The randomized trial involved 50 centers and 659 patients with 70 percent or greater stenosis who had suffered a hemispheric or retinal transient ischemic attack (TIA) or nondisabling stroke within the previous 120 days. The patients received either carotid surgery or medical therapy alone; all received aggressive medical care, including antiplatelet therapy, and were carefully followed. After two years, the surgical and medical groups had markedly different projected cumulative risks for ipsilateral stroke (9 percent vs. 26 percent) and major or fatal ipsilateral stroke (3 percent vs. 13 percent), with no indication that the benefits from surgery would attenuate.
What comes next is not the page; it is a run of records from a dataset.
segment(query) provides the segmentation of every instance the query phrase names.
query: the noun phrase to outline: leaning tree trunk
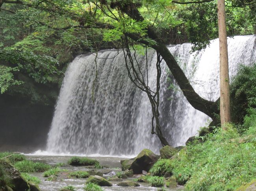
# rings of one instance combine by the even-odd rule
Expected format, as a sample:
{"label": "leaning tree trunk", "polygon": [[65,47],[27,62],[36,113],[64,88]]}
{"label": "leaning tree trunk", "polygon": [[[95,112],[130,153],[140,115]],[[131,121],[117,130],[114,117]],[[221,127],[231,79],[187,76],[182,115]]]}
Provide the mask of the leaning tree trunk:
{"label": "leaning tree trunk", "polygon": [[224,0],[218,0],[218,23],[219,40],[220,113],[221,127],[231,121],[228,75],[228,43]]}

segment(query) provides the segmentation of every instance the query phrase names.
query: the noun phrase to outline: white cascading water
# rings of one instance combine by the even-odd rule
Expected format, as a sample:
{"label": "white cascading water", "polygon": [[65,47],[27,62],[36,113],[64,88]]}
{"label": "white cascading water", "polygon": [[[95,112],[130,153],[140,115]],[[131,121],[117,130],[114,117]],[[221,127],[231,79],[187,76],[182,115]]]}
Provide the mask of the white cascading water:
{"label": "white cascading water", "polygon": [[[239,64],[256,63],[256,36],[229,38],[230,75]],[[190,54],[188,43],[168,47],[196,91],[208,100],[219,96],[219,40],[198,54]],[[158,153],[161,144],[151,132],[152,110],[147,94],[128,77],[123,54],[117,50],[100,51],[96,59],[98,77],[92,99],[95,55],[77,57],[66,72],[47,142],[51,153],[135,155],[148,148]],[[139,56],[141,65],[146,58]],[[155,89],[156,57],[148,53],[149,85]],[[209,122],[208,116],[195,110],[175,85],[168,89],[171,75],[161,63],[161,124],[165,138],[174,147],[184,145]],[[110,97],[109,97],[109,96]]]}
Subgroups with progressively greater degrees of stenosis had progressively greater benefits from surgery. The perioperative risk of major stroke or death was 2.1 percent.

Provided surgical teams are as skilled as these, carotid endarterectomy is definitely indicated in patients with TIAs or minor strokes and high-grade stenosis who otherwise qualify for surgery. The European and North American trials are continuing to examine the benefits of surgery in patients with moderate stenosis (30 to 69 percent).

— ALK

Published in Journal Watch General Medicine August 23, 1991

Citation(s):

North American Symptomatic Carotid Endarterectomy Trial Collaborators. Beneficial effect of carotid endarterectomy in symptomatic patients with high-grade carotid stenosis. N Engl J Med 1991 Aug 15 325 445-453.